Curtin sees the biggest threat to policymakers as reopening the economy so soon that it causes a resurgence of infections.
"It may only take a resurgence in one locale to prompt consumers from other areas, or even nationwide, to believe the relaxation occurred too soon," he said in a commentary. "A second shutdown of the economy, local or national, would be extremely expensive to both firms and consumers" and trigger more bankruptcies, he said.
Ed Purkiss, owner of Iron Medical Systems in Phoenix, hopes to see continuing and even new restrictions for a while.
These include limited crowds at restaurants, required food delivery for people who are ill, the use of drones to monitor crowd size, badges or pins for people who have been tested, required wearing of face masks in public, and regular virus testing of people working at hair salons, restaurants, doctor offices and other places where regular personal contact occurs.
"I know this sounds like ‘big brother,’ but folks need to know this is still a serious issue,” he said.
Dennis Hoffman, a professor of economics at Arizona State University, agrees on the need to take steps gradually.
“Normalcy in any real sense will depend on the degree of confidence people have that they are safe in consuming goods and services,” Hoffman said. “And that has to require some form of mass testing, a reduction in new cases and new complicated cases.”
Permanent social-distancing safeguards like Plexiglass barriers and temperature checks could be the answer to getting businesses back to operating somewhat normal because it slows the spread of the virus and it makes customers feel safe, Hoffman said.
Chasse Building Team has incorporated social distancing, masks and other practices on jobsites and in the office. The Tempe construction company also has eliminated as many in-person meetings as possible, using Zoom-type meetings and phone conversations more. Subcontractors are required to conduct wellness checks each morning to ensure worker safety.

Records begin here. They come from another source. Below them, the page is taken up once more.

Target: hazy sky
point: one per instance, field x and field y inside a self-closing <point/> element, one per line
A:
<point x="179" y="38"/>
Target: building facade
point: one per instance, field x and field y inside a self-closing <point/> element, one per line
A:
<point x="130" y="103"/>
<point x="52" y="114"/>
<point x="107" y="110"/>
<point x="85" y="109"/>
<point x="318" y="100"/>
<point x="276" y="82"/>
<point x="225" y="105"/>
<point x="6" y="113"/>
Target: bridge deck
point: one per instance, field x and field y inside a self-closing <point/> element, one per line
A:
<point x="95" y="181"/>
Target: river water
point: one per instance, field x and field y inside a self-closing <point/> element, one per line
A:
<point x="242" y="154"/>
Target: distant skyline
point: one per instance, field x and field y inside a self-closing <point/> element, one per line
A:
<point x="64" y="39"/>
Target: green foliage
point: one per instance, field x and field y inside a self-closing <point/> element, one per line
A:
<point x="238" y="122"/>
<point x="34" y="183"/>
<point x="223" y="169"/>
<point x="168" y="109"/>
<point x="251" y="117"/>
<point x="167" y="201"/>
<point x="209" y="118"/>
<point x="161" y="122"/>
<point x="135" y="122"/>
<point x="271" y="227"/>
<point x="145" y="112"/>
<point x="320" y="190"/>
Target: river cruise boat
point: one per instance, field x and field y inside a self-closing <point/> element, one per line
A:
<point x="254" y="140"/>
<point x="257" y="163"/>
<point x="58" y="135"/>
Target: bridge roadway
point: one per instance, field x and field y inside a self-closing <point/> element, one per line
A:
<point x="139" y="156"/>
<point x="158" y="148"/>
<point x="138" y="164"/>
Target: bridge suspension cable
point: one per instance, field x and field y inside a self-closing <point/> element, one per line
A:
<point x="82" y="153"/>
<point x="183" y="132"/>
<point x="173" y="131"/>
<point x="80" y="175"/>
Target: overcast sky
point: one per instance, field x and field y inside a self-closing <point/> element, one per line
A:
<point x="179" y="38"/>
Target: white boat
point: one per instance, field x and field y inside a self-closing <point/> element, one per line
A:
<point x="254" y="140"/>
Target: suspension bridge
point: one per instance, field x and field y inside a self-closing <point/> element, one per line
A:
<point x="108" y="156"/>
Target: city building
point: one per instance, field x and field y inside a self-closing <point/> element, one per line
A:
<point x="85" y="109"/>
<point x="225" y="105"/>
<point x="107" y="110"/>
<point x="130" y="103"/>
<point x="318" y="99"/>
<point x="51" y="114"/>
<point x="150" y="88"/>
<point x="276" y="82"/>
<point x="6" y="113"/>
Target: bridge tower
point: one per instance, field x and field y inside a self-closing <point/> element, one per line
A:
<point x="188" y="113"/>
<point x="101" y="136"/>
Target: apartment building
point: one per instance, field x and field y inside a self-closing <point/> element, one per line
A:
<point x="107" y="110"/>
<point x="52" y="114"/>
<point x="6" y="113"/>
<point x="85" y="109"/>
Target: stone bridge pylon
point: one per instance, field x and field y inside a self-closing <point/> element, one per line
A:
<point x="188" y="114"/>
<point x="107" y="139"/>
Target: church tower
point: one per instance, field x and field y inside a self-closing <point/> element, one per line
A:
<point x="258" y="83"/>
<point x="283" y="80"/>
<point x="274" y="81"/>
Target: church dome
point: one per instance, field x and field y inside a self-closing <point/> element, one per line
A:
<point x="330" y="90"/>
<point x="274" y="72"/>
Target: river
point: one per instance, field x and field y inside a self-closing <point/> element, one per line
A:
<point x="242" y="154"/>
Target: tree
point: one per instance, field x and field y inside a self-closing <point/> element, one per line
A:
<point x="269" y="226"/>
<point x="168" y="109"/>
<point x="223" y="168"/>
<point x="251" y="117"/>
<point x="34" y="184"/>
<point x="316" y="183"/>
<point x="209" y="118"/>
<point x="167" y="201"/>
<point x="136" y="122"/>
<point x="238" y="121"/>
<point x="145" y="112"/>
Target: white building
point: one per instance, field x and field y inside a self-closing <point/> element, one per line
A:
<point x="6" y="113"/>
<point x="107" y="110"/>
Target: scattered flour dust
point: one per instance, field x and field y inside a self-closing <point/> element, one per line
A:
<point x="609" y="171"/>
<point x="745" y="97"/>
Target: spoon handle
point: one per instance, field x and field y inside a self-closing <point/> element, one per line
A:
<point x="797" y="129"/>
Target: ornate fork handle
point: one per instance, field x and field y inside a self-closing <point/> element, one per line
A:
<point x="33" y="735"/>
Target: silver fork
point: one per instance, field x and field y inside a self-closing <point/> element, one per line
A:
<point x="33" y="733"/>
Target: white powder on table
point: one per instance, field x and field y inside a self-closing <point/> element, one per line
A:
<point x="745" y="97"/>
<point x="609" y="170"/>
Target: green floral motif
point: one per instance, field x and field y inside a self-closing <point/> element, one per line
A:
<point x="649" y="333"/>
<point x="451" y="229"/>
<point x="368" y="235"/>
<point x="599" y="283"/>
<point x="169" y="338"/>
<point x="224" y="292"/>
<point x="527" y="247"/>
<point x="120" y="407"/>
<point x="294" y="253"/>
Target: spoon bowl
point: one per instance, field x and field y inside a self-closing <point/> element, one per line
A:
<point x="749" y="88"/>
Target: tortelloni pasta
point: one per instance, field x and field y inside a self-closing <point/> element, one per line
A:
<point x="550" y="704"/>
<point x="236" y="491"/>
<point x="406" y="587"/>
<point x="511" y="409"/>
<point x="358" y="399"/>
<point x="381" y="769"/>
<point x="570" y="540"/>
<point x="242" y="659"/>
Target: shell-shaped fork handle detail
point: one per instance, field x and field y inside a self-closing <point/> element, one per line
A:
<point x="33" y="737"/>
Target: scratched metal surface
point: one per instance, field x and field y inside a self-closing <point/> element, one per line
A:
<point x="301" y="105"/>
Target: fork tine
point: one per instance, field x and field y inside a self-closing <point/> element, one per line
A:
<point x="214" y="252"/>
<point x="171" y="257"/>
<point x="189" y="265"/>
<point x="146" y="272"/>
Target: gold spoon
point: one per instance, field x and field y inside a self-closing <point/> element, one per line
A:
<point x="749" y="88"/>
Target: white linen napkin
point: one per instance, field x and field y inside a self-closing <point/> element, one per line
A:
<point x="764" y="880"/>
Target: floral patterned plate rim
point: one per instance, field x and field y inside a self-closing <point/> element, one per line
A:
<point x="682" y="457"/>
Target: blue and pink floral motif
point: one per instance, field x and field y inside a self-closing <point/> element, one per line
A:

“I believe social distancing in general will be the new normal for all of us until a vaccine is developed, tested, approved and distributed,” said Barry Chasse, the company's owner.
Timelines could vary by industry
When the economy reopens, Hoffman said he expects that restaurant and service industries may take longer to operate as normal compared to many others.
But it really might depend more on how quickly and broadly businesses embrace health-safety measures recommended by the Centers for Disease Control.
"Any business that can demonstrate that they can reasonably adhere to and maintain the CDC guidelines for cleanliness and social distancing should be able to open for business," said Robert Livingston, general manager of the Harrah’s Ak-Chin Casino in Maricopa. “Until there is a vaccine developed, I would expect to see social distancing measures in place at all businesses, regardless of the industry.”
Still, Livingston said he expects a fairly normal business environment could be reached by some point next year.
Chasse too predicts the recovery could be fairly quick except for sporting events, gyms, movie theaters, travel and possibly restaurants.
Sanjeev Khagram, dean of the Thunderbird School of Global Management in Phoenix, predicts some industries such as airlines might never return to normal, while other businesses from dentists to hair salons could recover fast, helped by pent-up demand for their services.
Many small companies could find it much easier to get up to speed than large employers, he added.